Reliance Industries Ltd (RIL) once again proved why it remains one of the most closely watched stocks during India’s earnings season. While heavyweights like Tata Consultancy Services (TCS), Infosys, HDFC Bank, and ICICI Bank have already announced their quarterly numbers, investor attention was firmly fixed on Reliance Industries and its March quarter earnings.
Despite reporting numbers that fell short of market excitement, brokerages remain overwhelmingly bullish on the Mukesh Ambani-led conglomerate, reaffirming their confidence in the stock’s long-term growth story.
Leading brokerages, including Motilal Oswal Financial Services, Morgan Stanley, Elara Capital, Nuvama Wealth Management, and Emkay Global Financial Services, have maintained their ‘Buy’ or ‘Outperform’ ratings on the stock, with some projecting an upside of as much as 27 per cent from current levels.
Reliance Industries Q4 Result
RIL reported a 12.5 per cent year-on-year decline in net profit for the March quarter, as weakness in its core oil-to-chemicals (O2C) business weighed on overall performance.
The global energy downturn impacted refining and petrochemical margins, offsetting the steady gains seen in its consumer-facing businesses, telecom and retail.
The company posted a consolidated net profit of Rs 16,971 crore in the January to March quarter of FY26, compared to Rs 19,407 crore in the same period last year.
While the headline profit disappointed some investors, one milestone stood out, and it was a historic one. For the first time ever, Reliance Industries crossed the USD 10 billion mark in annual profit after tax (PAT), with FY26 PAT reaching USD 10.1 billion.
How big is USD 10 billion?
This is not just a corporate milestone; it is a scale few companies in India have ever achieved.
To understand the magnitude: even if someone spent USD 1 million every single day, it would take nearly 27 years to spend USD 10 billion. That is the kind of wealth we are talking about, generational, nation-scale capital that goes far beyond personal fortune or even conventional corporate success.
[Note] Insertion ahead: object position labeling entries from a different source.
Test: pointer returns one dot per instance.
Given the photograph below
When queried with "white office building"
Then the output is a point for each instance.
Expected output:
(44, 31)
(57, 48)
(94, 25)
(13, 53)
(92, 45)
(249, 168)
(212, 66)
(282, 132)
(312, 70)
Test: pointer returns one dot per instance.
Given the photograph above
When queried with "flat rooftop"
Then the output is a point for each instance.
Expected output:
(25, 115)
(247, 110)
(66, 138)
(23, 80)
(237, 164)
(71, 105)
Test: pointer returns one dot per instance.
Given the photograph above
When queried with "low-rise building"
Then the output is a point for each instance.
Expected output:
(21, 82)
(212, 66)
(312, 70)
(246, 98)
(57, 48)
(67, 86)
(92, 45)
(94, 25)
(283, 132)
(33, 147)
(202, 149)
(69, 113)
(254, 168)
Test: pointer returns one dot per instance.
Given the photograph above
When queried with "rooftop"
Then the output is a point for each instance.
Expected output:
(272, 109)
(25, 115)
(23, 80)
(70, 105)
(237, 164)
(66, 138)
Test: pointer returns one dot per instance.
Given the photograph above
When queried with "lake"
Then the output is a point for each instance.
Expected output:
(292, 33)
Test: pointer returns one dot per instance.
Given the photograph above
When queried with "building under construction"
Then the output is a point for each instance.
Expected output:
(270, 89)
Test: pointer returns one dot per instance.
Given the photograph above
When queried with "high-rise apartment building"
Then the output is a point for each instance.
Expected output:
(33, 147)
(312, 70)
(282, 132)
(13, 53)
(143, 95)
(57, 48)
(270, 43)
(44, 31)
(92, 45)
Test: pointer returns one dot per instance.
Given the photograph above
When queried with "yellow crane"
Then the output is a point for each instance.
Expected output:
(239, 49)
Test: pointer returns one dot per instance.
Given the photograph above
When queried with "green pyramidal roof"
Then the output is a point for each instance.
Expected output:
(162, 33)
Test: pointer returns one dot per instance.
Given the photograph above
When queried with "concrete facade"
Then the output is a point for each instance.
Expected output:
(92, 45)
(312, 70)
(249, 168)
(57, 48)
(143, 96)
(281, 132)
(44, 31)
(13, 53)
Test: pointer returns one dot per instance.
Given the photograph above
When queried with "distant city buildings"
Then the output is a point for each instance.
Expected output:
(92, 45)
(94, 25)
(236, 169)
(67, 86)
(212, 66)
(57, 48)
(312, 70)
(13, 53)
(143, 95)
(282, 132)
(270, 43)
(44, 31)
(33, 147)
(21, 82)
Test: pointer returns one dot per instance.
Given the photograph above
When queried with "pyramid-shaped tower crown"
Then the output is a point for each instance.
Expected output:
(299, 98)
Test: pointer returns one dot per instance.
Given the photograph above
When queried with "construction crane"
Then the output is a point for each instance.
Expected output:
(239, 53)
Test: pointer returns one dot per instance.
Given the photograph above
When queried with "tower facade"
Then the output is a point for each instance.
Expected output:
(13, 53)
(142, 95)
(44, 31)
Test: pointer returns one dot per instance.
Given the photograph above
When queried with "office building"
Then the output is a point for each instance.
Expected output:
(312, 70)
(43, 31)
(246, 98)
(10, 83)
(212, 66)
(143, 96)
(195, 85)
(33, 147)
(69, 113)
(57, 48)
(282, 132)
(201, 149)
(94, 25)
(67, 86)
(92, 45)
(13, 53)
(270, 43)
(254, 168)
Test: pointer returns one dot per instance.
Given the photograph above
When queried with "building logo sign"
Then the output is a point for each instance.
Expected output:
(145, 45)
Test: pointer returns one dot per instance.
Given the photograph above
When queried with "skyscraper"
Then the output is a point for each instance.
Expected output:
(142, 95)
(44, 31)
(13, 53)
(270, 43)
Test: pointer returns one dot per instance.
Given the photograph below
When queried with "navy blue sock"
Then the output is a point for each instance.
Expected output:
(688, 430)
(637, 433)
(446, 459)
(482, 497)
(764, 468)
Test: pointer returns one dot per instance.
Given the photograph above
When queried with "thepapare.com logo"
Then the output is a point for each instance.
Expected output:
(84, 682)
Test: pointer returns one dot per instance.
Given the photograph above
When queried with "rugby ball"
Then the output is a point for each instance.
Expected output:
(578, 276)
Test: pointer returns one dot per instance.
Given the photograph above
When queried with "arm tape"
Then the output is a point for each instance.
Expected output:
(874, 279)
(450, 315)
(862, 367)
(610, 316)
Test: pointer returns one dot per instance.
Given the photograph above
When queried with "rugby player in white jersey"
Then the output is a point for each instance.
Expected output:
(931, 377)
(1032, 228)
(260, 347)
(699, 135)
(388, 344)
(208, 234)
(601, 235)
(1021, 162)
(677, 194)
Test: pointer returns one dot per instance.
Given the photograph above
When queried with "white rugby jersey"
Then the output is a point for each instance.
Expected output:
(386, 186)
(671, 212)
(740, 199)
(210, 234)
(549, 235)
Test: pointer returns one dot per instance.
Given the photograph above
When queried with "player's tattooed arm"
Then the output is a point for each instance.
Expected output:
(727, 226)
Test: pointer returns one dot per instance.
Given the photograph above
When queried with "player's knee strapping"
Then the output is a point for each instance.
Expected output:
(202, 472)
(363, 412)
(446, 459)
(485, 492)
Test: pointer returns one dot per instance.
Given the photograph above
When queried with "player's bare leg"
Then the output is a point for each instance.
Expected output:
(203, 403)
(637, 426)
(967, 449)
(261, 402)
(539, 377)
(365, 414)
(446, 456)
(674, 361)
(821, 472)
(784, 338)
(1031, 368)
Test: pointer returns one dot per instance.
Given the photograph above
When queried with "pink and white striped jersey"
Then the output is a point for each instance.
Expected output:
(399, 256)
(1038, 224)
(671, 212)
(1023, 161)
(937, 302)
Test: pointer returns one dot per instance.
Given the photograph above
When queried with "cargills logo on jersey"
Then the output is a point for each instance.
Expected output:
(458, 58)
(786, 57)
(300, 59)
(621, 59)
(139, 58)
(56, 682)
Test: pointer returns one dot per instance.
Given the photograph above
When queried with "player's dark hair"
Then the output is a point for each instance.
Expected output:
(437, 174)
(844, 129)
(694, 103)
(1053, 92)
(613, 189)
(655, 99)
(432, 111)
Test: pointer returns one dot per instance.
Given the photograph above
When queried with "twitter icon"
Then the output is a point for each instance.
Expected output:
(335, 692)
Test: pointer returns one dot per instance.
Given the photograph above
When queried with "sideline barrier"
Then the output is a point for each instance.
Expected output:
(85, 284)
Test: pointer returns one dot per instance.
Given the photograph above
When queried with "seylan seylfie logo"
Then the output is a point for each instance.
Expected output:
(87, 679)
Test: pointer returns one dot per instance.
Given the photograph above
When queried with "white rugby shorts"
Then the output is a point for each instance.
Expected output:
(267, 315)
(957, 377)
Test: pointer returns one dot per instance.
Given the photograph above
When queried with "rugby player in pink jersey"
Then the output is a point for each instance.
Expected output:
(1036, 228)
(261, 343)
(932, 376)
In fact, USD 10 billion is larger than the annual GDP of several small countries, underlining the sheer financial muscle of India’s most valuable conglomerate.
| Country | GDP (USD bn) |
| Montenegro | 9.2 |
| Liechtenstein | 9.0 |
| Barbados | 8.0 |
| Yemen | 7.9 |
| Maldives | 7.7 |
| Burundi | 6.9 |
| Fiji | 6.0 |
| Suriname | 4.7 |
| Bhutan | 3.5 |
| Seychelles | 2.3 |
This comparison puts Reliance’s annual profit into perspective, its yearly earnings alone are bigger than the economic output of multiple sovereign nations.
This is precisely why, despite near-term earnings pressure, brokerages continue to remain optimistic. Investors are not just buying quarterly numbers, they are buying into the scale, resilience, and future growth engine of Reliance Industries.
(Disclaimer: The above article is meant for informational purposes only, and should not be considered as any investment advice. ET NOW DIGITAL suggests its readers/audience to consult their financial advisors before making any money-related decisions.)